Tanta era la stima di cui godeva presso la Sede Apostolica che dal Papa Pio VIII, in un udienza nel 1829, ebbe la missione di dedicarsi alla scrittura e di pensare a testi che  aiutassero l'uomo alla comprensione delle realtà intellettuali e religiose. E qui non è difficile scordare la Filosofia del diritto, leCinque piaghe della Chiesa Cattolica, le Massime di perfezione cristiana. Per Rosmini, il rapporto, strutturale ed ontologico, fondante nell'esperienza umana è quello che lega Dio all'uomo e da questo sorge il bene, che la creatura può compiere nel mondo. Senza questo legame non si potrebbe esternare l'effetto benefico, in quanto mancherebbe quella spinta affettivaed intellettuale a realizzare il Regno dei cieli, già in terra. Il pensiero dominate del sacerdote, in filosofia ed in  teologia, ruota intorno al concetto di Dio e di ciò che ha lasciato all'uomo, per realizzare il suo disegno di amore. In questo percorso l'uomo seguendo la ragione arriva al Creatore e da questo punto si riversa sul mondo, attuando l'insegnamento evangelico nella realtà sociale. Chi conosce ama e chi ama vive ciò che Dio, gli chiede. Si parte dall'uomo per  arrivare a Dio e da questo si riscende nell'azione sul mondo. Il senso della ricerca è Dio e l'oggetto di questo rapporto,  metafisico ed essenziale, è l'uomo stesso, il quale amato da Dio, riceve tutto. 

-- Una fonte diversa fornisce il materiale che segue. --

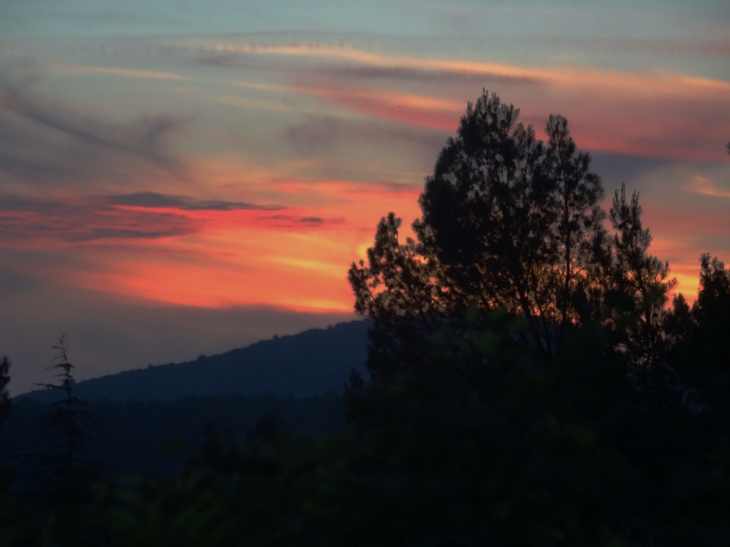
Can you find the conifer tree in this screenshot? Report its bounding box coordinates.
[0,355,12,424]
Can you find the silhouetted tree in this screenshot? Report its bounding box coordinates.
[604,185,676,395]
[32,335,100,529]
[349,92,660,388]
[0,356,12,424]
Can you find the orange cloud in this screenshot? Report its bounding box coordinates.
[192,41,730,161]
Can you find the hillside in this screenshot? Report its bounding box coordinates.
[18,321,368,402]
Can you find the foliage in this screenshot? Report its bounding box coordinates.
[0,93,730,547]
[0,355,12,424]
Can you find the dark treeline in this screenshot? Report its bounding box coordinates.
[0,394,345,478]
[0,92,730,547]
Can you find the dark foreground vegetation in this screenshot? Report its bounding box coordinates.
[0,93,730,547]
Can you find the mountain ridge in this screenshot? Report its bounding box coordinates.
[21,319,370,402]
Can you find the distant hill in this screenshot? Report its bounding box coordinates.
[17,320,369,402]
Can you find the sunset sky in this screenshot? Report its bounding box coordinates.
[0,0,730,394]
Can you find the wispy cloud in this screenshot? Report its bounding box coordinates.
[0,66,188,189]
[689,175,730,198]
[48,65,183,80]
[109,192,284,211]
[0,192,284,247]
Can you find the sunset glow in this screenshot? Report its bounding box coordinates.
[0,0,730,389]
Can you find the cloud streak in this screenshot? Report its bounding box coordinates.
[0,192,284,248]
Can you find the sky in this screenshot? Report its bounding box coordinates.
[0,0,730,395]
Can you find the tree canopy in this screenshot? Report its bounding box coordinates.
[349,91,674,390]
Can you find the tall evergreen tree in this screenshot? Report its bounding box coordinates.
[0,355,12,424]
[349,91,640,377]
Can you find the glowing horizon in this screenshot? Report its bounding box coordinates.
[0,0,730,394]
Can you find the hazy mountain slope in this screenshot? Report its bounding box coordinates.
[20,321,368,401]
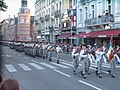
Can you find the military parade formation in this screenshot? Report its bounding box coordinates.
[2,41,120,79]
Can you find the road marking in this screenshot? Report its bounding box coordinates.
[54,69,71,77]
[13,52,16,54]
[51,62,69,68]
[0,55,5,57]
[5,64,17,72]
[40,63,57,69]
[6,55,11,57]
[31,60,38,63]
[61,62,73,67]
[18,63,32,71]
[24,57,29,59]
[79,80,102,90]
[17,54,21,56]
[29,63,44,70]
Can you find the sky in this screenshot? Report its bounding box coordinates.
[0,0,35,21]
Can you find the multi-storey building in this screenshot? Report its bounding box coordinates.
[17,0,35,41]
[35,0,62,42]
[2,0,35,41]
[76,0,120,45]
[35,0,76,43]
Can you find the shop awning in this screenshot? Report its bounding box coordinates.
[58,33,71,39]
[73,32,86,37]
[90,30,120,38]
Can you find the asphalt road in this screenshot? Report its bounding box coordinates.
[0,47,120,90]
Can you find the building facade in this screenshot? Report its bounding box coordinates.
[77,0,120,45]
[35,0,76,43]
[2,0,35,41]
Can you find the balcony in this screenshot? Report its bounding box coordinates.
[45,15,50,21]
[85,14,114,26]
[68,9,77,16]
[40,17,44,22]
[55,10,61,17]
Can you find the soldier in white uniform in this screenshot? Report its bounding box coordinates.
[47,43,52,61]
[72,45,79,75]
[42,42,46,59]
[56,44,63,64]
[95,46,105,78]
[107,46,115,78]
[79,44,89,79]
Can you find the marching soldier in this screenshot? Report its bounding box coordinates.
[42,42,46,59]
[95,46,105,78]
[72,45,79,75]
[45,42,50,58]
[79,44,89,79]
[108,47,115,78]
[47,43,53,61]
[56,44,63,64]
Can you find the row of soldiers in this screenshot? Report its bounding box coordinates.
[72,44,117,79]
[6,42,117,78]
[24,42,63,64]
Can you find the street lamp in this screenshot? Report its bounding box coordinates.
[70,7,73,45]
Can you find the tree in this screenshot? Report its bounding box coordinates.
[0,0,8,12]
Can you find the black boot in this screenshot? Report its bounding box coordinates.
[98,73,102,78]
[43,56,45,59]
[95,70,98,76]
[108,70,111,75]
[111,74,115,78]
[57,60,60,64]
[49,58,52,61]
[73,70,76,75]
[83,74,86,79]
[81,71,83,76]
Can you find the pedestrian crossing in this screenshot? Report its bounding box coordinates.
[5,61,119,73]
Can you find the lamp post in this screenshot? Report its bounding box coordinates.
[70,7,73,45]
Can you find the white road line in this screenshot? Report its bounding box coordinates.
[60,59,73,64]
[60,62,73,67]
[5,64,17,72]
[79,80,102,90]
[31,60,38,63]
[18,63,32,71]
[13,52,16,54]
[6,55,11,57]
[29,63,44,70]
[24,57,29,59]
[54,69,71,77]
[17,54,21,56]
[40,63,57,69]
[51,62,69,68]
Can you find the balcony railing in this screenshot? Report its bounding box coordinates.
[55,10,61,17]
[40,17,44,22]
[85,14,114,26]
[45,15,50,21]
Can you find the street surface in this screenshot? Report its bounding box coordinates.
[0,46,120,90]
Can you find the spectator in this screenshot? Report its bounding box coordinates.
[0,74,3,84]
[102,11,105,16]
[106,10,109,15]
[0,79,19,90]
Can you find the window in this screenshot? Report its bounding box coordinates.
[108,0,111,13]
[59,2,61,11]
[20,27,23,33]
[91,5,95,18]
[20,17,24,23]
[80,9,82,21]
[85,7,88,19]
[63,23,67,27]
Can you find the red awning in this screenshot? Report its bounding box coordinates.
[58,33,71,39]
[90,30,120,38]
[73,32,86,37]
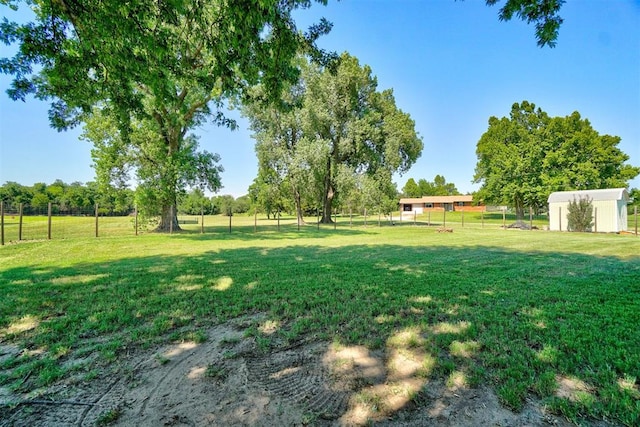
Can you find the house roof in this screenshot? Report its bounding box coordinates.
[400,195,473,205]
[547,188,629,203]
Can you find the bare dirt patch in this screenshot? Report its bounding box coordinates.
[0,319,580,426]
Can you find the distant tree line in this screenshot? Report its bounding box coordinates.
[0,179,134,215]
[402,175,460,197]
[178,188,251,215]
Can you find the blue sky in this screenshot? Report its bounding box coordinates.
[0,0,640,197]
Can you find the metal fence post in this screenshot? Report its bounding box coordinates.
[47,202,51,240]
[18,203,23,240]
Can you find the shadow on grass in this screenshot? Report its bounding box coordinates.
[0,242,640,425]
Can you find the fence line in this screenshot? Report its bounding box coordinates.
[0,205,638,245]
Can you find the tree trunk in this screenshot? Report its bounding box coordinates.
[156,205,181,233]
[293,186,306,225]
[320,157,334,224]
[320,185,334,224]
[515,199,524,223]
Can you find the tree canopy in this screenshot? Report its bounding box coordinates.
[402,175,460,197]
[474,101,640,218]
[244,53,423,222]
[0,0,330,230]
[0,0,563,230]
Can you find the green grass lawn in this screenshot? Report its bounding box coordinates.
[0,222,640,426]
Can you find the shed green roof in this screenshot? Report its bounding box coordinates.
[547,188,629,203]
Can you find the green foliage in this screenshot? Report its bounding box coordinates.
[474,101,640,220]
[567,197,593,232]
[0,0,332,231]
[486,0,564,47]
[0,179,134,215]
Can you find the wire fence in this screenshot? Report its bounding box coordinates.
[0,202,638,245]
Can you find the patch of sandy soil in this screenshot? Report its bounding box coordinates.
[0,318,596,427]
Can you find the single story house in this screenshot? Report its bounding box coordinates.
[400,195,485,215]
[547,188,629,233]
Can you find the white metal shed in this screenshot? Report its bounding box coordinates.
[547,188,629,233]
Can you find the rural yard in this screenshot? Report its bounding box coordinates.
[0,224,640,426]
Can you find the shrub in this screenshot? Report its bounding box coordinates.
[567,196,593,231]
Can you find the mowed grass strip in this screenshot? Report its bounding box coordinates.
[0,223,640,425]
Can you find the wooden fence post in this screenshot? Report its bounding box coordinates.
[47,202,51,240]
[18,203,23,240]
[0,200,4,246]
[169,205,173,234]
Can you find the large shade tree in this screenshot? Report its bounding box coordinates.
[474,101,640,219]
[245,53,423,222]
[0,0,563,230]
[0,0,330,230]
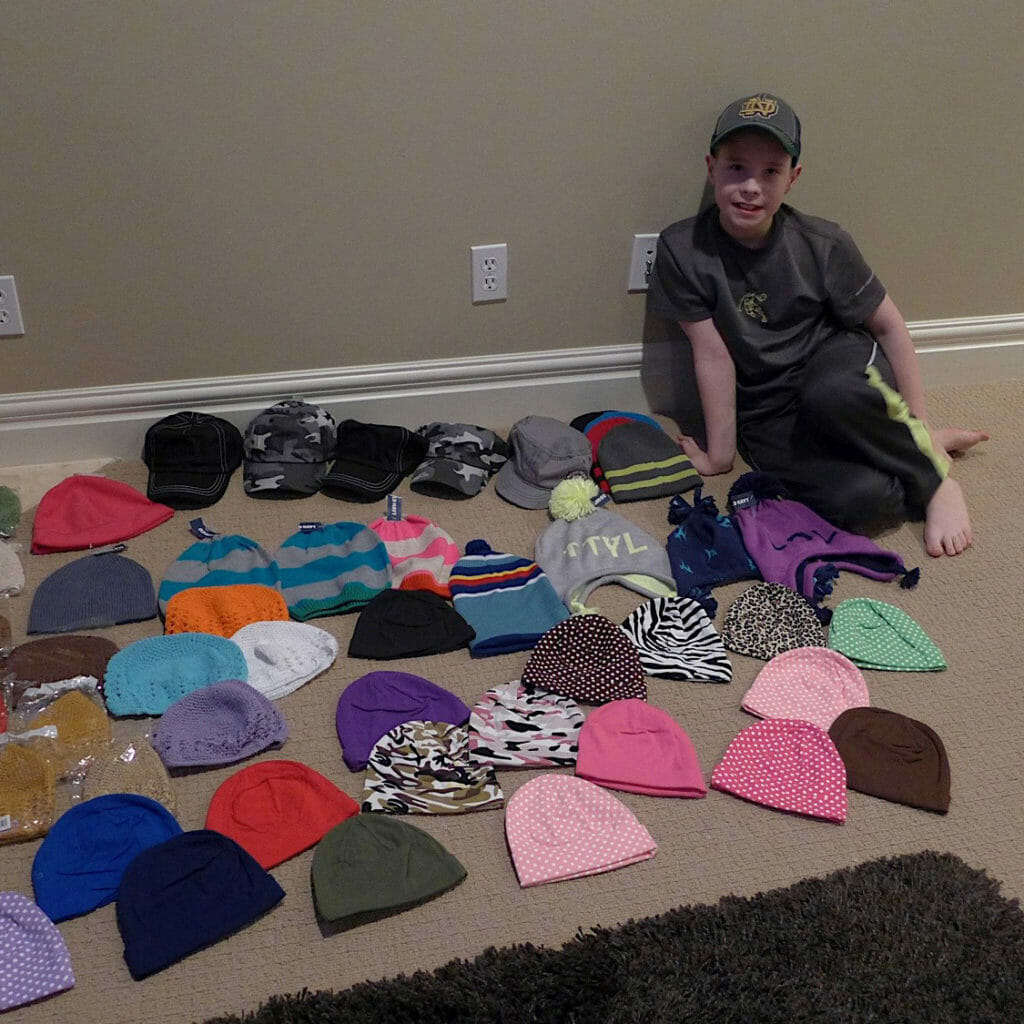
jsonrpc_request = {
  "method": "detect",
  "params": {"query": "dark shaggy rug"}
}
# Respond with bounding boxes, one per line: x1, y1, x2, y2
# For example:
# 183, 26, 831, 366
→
199, 851, 1024, 1024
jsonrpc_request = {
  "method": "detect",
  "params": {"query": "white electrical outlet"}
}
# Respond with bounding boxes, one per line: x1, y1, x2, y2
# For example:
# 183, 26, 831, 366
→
469, 242, 509, 302
629, 234, 657, 292
0, 274, 25, 338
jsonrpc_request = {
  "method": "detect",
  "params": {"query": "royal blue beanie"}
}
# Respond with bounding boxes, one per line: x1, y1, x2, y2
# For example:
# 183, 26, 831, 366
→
32, 793, 181, 922
117, 828, 285, 981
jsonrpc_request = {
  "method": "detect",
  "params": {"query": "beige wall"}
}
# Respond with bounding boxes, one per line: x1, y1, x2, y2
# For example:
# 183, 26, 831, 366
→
0, 0, 1024, 395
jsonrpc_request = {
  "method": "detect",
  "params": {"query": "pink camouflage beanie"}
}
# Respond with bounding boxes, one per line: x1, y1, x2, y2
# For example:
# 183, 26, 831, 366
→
505, 775, 657, 889
741, 647, 871, 730
577, 697, 708, 798
711, 718, 846, 823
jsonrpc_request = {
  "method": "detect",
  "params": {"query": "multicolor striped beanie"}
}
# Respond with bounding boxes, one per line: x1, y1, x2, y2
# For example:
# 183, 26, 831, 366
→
522, 615, 647, 703
451, 540, 569, 657
370, 515, 459, 597
575, 697, 708, 799
505, 775, 657, 889
157, 534, 278, 614
28, 551, 157, 633
311, 814, 466, 929
32, 473, 174, 555
231, 622, 338, 700
335, 672, 469, 771
103, 633, 249, 718
828, 708, 949, 814
740, 647, 871, 729
164, 583, 290, 637
0, 892, 75, 1012
274, 522, 391, 622
152, 679, 288, 768
361, 722, 505, 814
117, 828, 285, 981
206, 761, 359, 868
622, 597, 732, 683
469, 679, 584, 768
535, 509, 676, 613
711, 718, 846, 823
828, 597, 946, 672
32, 793, 181, 922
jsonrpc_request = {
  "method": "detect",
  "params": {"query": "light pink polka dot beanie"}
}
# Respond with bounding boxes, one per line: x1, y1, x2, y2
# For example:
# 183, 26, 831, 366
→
742, 647, 871, 730
505, 775, 657, 889
711, 718, 846, 822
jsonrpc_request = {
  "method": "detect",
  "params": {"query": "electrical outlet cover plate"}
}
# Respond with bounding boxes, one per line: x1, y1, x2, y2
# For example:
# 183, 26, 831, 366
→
629, 234, 657, 292
0, 274, 25, 338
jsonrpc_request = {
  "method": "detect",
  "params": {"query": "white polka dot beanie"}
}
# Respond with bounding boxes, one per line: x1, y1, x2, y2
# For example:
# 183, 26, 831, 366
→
711, 718, 846, 823
741, 647, 871, 729
522, 615, 647, 703
231, 621, 338, 700
0, 892, 75, 1012
505, 775, 657, 889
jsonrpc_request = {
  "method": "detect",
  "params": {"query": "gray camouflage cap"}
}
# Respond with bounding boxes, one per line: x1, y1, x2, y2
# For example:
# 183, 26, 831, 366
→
243, 399, 338, 498
410, 422, 509, 498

La sua riflessione giuridica, la quale emerge nella Filosofia del diritto (1845), parte dalla conoscenza dell'uomo del  vero Bene, quale paradigma assoluto di verità, che se conosciuta consente all'uomo di attuare leggi giuste e vere. La norma non è paradigma astratto di regole sociali ma contenuto esplicitante del verum et boum. Non ci dev'essere antitesi fra affermazioni contraddittorie, ma superamento di questioni attraverso il ricorso alla Verità che è chiamata ad illuminare la Giustizia in quanto animata dalla spirito dei richiamati principi. In questa ricerca egli aspira a creare giuristi, consapevoli dell'utilità della legge, nell'esternazione delle fattispecie concrete a cui questi sono tenuti a confrontarsi. Tali posizioni non conducono solo all'etica , intesa in senso di giusto metro, ma conducono l'uomo alla Verità dell'essere presente, nel contenuto che la norma è tenuta ad inseguire, nel proprio percorso di ricerca.
Ma occorre ricordare qui non solo le altissime e profondissime doti intellettuali di cui è stato ripieno ma soprattutto i suoi talenti di autentico cattolico. Di fronte alle incomprensioni ed alle difficoltà affrontate, ha sempre manifestato un'invidiabile serenità. Anche una missione diplomatica, nel 1848, per conto di Carlo Alberto, nella quale aveva profuso le sue doti, non produsse i frutti sperati. Il Rosmini sapeva bene che è Dio che scrive la storia, non l'uomo. Sul punto, nelle Massime di perfezione cristiana scrive: “mantenersi in perfetta tranquillità circa tutto ciò che avviene”. Non lo ha solo scritto, lo ha vissuto. Papa Benedetto XVI nel 2010 ha adornato questo eccezionale innamorato di Cristo del titolo di beato. Un aneddoto: pur sempre preso in una frenetica attività di studioso e di ricercatore, a chi bussava alla sua porta, per qualunque necessità anche materiale, rispondeva con l'accoglienza di una madre ed interrompeva il suo lavoro. Qui la parola tace, parla solo il cuore.